Du bast im Allgemeinen erst nach
2 §440 BGB gescheiterten Nacherfüllunge (Nachbesserung (Reparatur) oder Nachlieferung (Austausch)) das Recht vom Kaufvertrag zurückzutreten.
Das ändert aber nichts an deinem Recht eine Nachlieferung zu verlangen. Der Gesetzesabschnitt, der das Gewährleistungsrecht regelt ist eigentlich zimlich simpel geschrieben und auch für einen Leien (wie ich einer bin) sehr gut verständlich. Wichtig ist, das du hartnäckich bist, und dir keine Zweifel anmerken lässt, zur Not zitierst du den Gesetzestezt oder schreibst denen eine Email, mit bezügen auf das Gezetz.

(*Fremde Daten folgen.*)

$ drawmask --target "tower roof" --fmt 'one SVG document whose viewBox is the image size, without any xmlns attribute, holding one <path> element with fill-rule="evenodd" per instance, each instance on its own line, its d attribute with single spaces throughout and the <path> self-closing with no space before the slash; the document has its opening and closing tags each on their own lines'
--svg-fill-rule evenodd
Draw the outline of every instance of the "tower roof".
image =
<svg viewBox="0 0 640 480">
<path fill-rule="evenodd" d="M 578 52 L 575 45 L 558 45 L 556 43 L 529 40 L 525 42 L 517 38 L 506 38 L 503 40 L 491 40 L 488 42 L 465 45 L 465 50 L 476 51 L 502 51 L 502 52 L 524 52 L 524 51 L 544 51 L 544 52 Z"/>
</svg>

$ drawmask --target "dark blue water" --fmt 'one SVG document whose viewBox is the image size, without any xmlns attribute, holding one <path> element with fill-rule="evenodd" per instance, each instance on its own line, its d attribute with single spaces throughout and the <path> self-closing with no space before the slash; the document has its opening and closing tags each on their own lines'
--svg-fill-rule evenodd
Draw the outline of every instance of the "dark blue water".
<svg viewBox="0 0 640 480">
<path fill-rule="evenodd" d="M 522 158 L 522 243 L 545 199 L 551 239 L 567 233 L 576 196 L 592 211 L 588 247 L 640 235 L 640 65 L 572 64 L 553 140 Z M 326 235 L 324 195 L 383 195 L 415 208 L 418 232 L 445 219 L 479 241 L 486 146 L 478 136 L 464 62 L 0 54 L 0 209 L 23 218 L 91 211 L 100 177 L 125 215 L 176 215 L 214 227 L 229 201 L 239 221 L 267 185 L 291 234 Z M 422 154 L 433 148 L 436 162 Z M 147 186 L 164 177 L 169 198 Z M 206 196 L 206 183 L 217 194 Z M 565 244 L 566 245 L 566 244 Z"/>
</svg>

http://www.gesetze-im-internet.de/bgb/__434.html
http://www.gesetze-im-internet.de/bgb/__437.html
http://www.gesetze-im-internet.de/bgb/__439.html
Am wichtigsten für dich ist:
§ 439 Nacherfüllung schrieb:
(1) Der Käufer kann als Nacherfüllung nach seiner Wahl die Beseitigung des Mangels oder die Lieferung einer mangelfreien Sache verlangen.
(...)
Ich zitiere auch gerne mal die Wikipedia:
Gewährleistung: 1.6 Nacherfüllung schrieb:
(...)
Welche Art der Nacherfüllung zu erbringen ist, bestimmt grundsätzlich der Käufer und nicht der Verkäufer; eine vertragliche Verlagerung des Wahlrechts ist zwar prinzipiell, nicht aber beim Verbrauchsgüterkauf möglich. Daher ist die Praxis des Einschickens an den Hersteller, welche gerade im Bereich Vertrieb von elektrischen Geräten sehr beliebt ist, an sich nicht statthaft, soweit der Käufer eine Ersatzlieferung verlangt. Solange der Verkäufer die Sache ohne Umstände austauschen kann, ist diesem Wunsch des Käufers zu entsprechen. Geht der Verkäufer hierauf nicht ein und beharrt auf der Einsendung, so verletzt er seine Pflicht zur Nacherfüllung und macht sich schadensersatzpflichtig (Schaden wären hier die Kosten eines Ersatzkaufs der Sache bei einem anderen Verkäufer). Etwas anderes kann sich lediglich ergeben, wenn der Austausch nicht möglich oder nur mit erheblichen Aufwand verbunden ist (§ 439 Abs. 3 Satz 1 BGB).
(...)
http://de.wikipedia.org/wiki/Gewährleistung#Nacherf.C3.BCllung
Somit hast du Anspruch auf Schadensersatz, falls sich der Verkäufer weiter weigert dir (soweit ihm Möglich) wie verlangt eine anderes mangelfreies Gerät zukommen zulassen.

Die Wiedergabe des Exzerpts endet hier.